I found out, in preparing these slides, that the International Committee on Cell Death does not actually consider mitotic catastrophe, though, to be a form of cell death itself, but more of an intermediate step leading to one of these other forms of cell death. But that can be really hard to categorize in cells that have undergone heavy radiation because they don't have all the characteristics of apoptosis or necrosis. So how each of these cell death pathways changes as a function of LET, apparently, is not well understood.
One thing that is well understood in radiobiology of alphas versus betas is the cell survival curves for uniform radiation and cell culture. So this is showing the log-linear scale of surviving fraction versus absorbed dose—for alphas it's monoexponential or linear on that scale, and for betas or X-rays, the classic linear-quadratic shape is seen—mostly due to the repair of DNA.
And this has been shown in many experiments of X-rays versus alpha beam radiation in different cell types. And importantly, it has implications for the effect of fractionation. So on the right, you see that the cell survival curve for one versus two fractions of alpha beam radiation is basically on the same line—no difference—versus you get sparing if you split X-rays into two doses.
And then this slide shows that concept on a four-dose regimen. So you get more sparing due to DNA repair by fractionating low LET radiation. But I want to say, with the caveat that this does not account for repopulation of bone marrow cells from unexposed cells because it assumes uniform radiation of all the cells, which doesn't happen in vivo.
So there's a lot of research more recently that has shown other mechanisms of cell death besides just DNA damage response in both alpha and beta RLT. So this is a nice review from Dr. Pouget more recently showing that the contributions of membrane damage, mitochondrial damage, calcium dysregulation all contribute to cell death after alpha emitter radiotherapy. And also that bystander effects—mediated by cytokines and gap junctions—and also systemic immune effects may influence cell death.

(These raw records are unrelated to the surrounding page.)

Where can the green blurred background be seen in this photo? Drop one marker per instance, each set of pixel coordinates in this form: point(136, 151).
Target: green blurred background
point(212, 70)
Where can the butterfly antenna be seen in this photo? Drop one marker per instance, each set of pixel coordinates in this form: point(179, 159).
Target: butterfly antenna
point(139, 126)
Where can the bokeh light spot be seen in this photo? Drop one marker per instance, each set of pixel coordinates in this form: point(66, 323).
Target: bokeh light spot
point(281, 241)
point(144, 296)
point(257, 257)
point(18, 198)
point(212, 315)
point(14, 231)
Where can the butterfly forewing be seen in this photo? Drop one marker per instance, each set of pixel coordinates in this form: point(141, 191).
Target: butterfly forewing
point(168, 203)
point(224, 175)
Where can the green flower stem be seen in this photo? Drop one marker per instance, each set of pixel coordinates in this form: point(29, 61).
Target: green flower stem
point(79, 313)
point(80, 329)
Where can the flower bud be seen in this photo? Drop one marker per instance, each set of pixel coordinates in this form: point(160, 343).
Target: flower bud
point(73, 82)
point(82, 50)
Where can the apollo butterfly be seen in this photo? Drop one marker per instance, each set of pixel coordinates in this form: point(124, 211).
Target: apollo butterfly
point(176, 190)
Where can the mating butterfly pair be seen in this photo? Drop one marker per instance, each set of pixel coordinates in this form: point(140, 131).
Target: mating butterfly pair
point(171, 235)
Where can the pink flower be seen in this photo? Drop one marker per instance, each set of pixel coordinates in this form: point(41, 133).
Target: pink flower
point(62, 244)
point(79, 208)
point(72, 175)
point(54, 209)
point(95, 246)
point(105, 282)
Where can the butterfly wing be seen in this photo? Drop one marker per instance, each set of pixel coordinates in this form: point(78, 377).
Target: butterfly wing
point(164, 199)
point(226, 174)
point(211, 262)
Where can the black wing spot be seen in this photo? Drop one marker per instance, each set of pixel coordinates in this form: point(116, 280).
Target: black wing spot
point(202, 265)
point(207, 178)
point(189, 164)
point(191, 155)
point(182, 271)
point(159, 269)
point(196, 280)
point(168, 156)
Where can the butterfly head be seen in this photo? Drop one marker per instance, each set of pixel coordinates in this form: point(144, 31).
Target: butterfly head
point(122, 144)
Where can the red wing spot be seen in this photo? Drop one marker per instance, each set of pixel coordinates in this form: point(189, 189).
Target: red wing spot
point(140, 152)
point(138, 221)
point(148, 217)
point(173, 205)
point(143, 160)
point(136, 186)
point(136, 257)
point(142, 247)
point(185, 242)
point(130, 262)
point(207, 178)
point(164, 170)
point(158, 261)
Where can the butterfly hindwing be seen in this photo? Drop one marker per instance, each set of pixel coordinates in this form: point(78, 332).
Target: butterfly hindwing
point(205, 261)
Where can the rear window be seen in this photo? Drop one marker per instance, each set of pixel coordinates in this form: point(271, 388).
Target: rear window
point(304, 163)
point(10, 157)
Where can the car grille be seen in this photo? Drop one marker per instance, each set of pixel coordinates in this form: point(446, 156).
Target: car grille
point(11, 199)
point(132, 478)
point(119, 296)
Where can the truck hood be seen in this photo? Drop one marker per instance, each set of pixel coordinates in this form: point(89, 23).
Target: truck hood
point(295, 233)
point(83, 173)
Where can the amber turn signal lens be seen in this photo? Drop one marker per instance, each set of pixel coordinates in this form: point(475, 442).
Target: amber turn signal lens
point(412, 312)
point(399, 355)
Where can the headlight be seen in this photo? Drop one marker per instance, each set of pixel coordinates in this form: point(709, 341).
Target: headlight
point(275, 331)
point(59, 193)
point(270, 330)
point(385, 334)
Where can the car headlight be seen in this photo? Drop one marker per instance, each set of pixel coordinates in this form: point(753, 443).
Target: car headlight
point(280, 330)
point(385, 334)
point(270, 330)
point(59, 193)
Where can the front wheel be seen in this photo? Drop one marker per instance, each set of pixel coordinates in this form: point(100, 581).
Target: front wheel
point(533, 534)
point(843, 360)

And then one more caveat—again, the importance of micro-biodistribution and microdosimetry limit a lot of what we see in these cell culture experiments, because alpha radiobiology is highly, highly dependent—because of its short range—on the cell geometry and the proximity to the nucleus. So the distribution of the alpha particles at the organ level, the tissue level, the cellular, and the subcellular level all will affect the dose response. And in vivo RLT radiobiology will be very different than in vitro.
So in summary, compared to beta particles, alpha particles have more dense ionization, more potential for direct DNA damage, more clustered DNA lesions with double-strand breaks, less dependence on oxygen, reduced capacity to repair DNA, and have a monoexponential survival curve after uniform radiation. Thank you.